All data live in streams
Timeplus is a streaming analytics platform and data lives in streams. Timeplus
streams are similar to
tables in the traditional SQL databases. Both of them are essentially datasets. The key difference is that Timeplus stream is an append-only (by default), unbounded, constantly changing events group.
Timeplus supports multiple types of streams:
- By default, the streams are append-only and immutable (older data can be purged automatically by setting a retention policy).
- If you want to create a stream to track the latest value for a primary key, you can create Changelog Streams. It works great with CDC(Change Data Capture) data sources, such as Debezium for PostgreSQL, MongoDB or other databases. The INSERT, UPDATE, DELETE operations can be converted to update to the Changelog Stream, and you can always get the latest row for any primary key.
- You can also create Versioned Streams if you need to keep more than the latest value. When you run SQL to join an append-only stream with such a versioned stream, Timeplus will automatically use the version with the closest timestamp to match the append-only stream.
- You can also define External Streams to run SQL against remote Kafka/Redpanda brokers.
Create a stream
In most cases, you don't need to explicitly create a stream in Timeplus. When you ingest data into Timeplus from Kafka or file sources, streams can be created automatically to match the schema of the data.
The rest of this page assumes you are using Timeplus Console. If you are using Proton, you can create the stream with DDL. Learn more
Query a stream
By default, querying the stream will continuously scan new events and output new results. It never ends unless the user cancels the query. For example, you can get the latest web logs with HTTP 500 error or get the min/max/avg of a metric for every minute from an IoT device.
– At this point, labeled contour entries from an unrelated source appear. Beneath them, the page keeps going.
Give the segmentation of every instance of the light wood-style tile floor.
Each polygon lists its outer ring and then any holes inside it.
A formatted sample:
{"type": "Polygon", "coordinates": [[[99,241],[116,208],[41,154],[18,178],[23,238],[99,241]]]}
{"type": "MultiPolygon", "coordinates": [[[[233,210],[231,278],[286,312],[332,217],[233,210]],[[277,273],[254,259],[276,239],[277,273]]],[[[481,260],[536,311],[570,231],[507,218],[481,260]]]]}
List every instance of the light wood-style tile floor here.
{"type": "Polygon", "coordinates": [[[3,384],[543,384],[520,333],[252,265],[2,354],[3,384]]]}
Please read Streaming Queries for more details.
If you only want to analyze the existing data and need an immediate response, you can run Non-streaming Queries via the table function. This will turn the query in the bounded mode and only scan the existing data. For example, you can run
select count(*) from table(stream1) to get the total number of rows in the data stream.
Delete a stream
From the web console, you can delete the stream. This will permanently delete all data in the stream and delete the stream itself. Data cannot be recovered after deletion.